Because the onslaught of CDS tools has created alert fatigue, any new tools that involve EHR alerts, even if they would be valuable to a clinician, are more likely to be met with resistance. Similarly, the implementation of an AI tool that doesn't solve an end user's problem provides fuel for the skepticism and mistrust surrounding the use of AI in health care writ large.

2. They fail to anticipate how the need for (and the use of) technology will evolve in the long term.

Understanding health care technology through the lens of enablers vs goals also helps anticipate the downstream, ripple-effect impacts of that investment. This is because technology goals and enablers are interdependent. That is, as the goals of health care stakeholders shift, the market demands that guide technology innovation shift in tandem.

And as enabling technologies become more sophisticated, the goals for technology inevitably change—either because technology solves one problem and allows other problems to be prioritized, or because one solved problem creates net new challenges.
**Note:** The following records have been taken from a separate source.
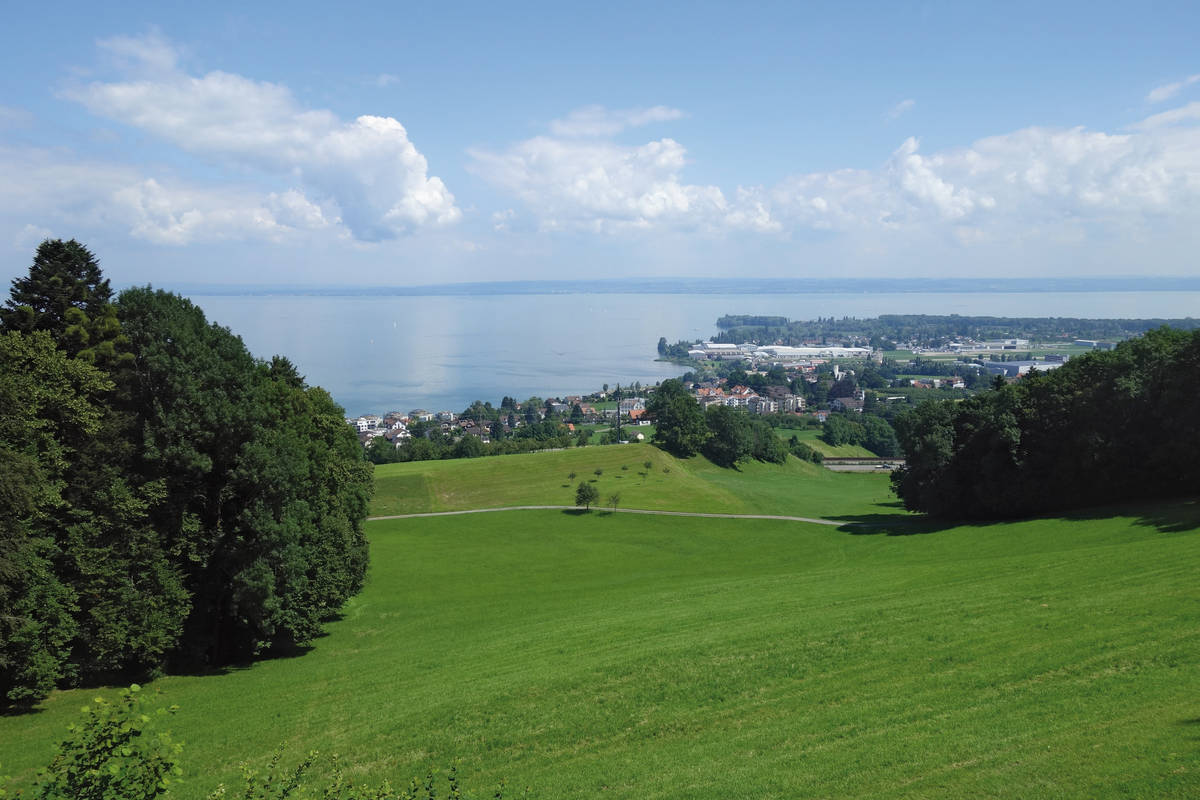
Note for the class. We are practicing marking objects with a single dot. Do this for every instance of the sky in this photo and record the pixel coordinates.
(421, 143)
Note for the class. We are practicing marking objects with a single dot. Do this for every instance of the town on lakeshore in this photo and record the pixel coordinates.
(811, 378)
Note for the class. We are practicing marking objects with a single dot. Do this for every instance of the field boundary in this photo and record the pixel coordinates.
(815, 521)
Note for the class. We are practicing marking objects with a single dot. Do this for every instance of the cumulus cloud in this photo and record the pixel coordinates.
(1174, 116)
(75, 193)
(1050, 180)
(366, 168)
(901, 108)
(1167, 91)
(15, 118)
(604, 186)
(1007, 184)
(600, 121)
(577, 179)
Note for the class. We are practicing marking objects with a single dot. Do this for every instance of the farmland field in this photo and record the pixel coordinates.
(617, 655)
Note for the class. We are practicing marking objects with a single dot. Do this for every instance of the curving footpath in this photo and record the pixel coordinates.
(664, 513)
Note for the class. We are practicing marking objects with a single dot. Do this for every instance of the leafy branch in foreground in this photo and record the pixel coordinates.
(118, 753)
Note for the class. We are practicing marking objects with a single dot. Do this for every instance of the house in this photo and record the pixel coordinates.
(762, 405)
(846, 404)
(634, 407)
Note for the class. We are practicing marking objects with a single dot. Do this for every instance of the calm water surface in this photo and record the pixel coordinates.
(378, 354)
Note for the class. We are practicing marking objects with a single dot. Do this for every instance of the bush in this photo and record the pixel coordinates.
(113, 753)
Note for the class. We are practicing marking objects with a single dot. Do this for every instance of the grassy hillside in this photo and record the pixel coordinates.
(613, 655)
(811, 437)
(670, 483)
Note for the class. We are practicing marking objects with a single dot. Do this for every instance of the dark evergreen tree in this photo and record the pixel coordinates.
(679, 422)
(65, 295)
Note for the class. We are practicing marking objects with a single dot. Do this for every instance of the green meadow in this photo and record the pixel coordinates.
(618, 655)
(811, 437)
(796, 488)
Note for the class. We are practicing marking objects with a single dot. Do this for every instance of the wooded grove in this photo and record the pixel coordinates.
(1103, 428)
(165, 497)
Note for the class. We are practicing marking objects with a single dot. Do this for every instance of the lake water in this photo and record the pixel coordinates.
(400, 353)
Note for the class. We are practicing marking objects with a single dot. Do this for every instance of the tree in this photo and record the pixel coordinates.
(679, 422)
(586, 494)
(263, 485)
(730, 438)
(66, 295)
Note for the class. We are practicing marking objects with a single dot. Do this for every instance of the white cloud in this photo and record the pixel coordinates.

Take the implementation of EHRs as an example. A key health care goal in the 1990s and early 2000s was to digitize the medical record to improve communication across providers; the enabling technology was the EHR. As EHR adoption in the United States grew, one goal was solved (digitizing the medical record) and an entirely new set of opportunities and challenges emerged: a wealth of data that could be leveraged for medical research and performance improvement was being created, but the data is unstructured, not standardized, and organizations became incentivized to hoard rather than share data.

The more sophisticated the EHR technology becomes, the bigger the opportunity for data-driven insight—and the associated challenges getting it—become. Fast forward to present day, when one of the most prominent ripple effects of EHR adoption is that an entirely new industry of data aggregators has sprung up to start to solve these challenges.

In the future, a similar co-evolution of technology enablers and goals could play out with technologies like AI. Once an AI becomes proficient enough at automating a given task, it could eliminate the need for that task entirely. For example, if automation for revenue cycle management (RCM) becomes sophisticated enough to drastically reduce or even eliminate claims denials, it could eliminate the need to focus on denials management as a priority in general.

Similar scenarios could play out with AI that's applied toward clinical use cases. If AI tools are eventually able to automate (at least some) clinical decisions, what current processes could  be eliminated? How would that shift the goals around evidence-based medicine? What new goals could be created?

By recognizing not just the distinction, but also the interdependencies of enablers and goals of technology in health care, leaders across the ecosystem are better equipped to make smart investment decisions and anticipate future needs on the journey toward a more digitally-enabled health care ecosystem.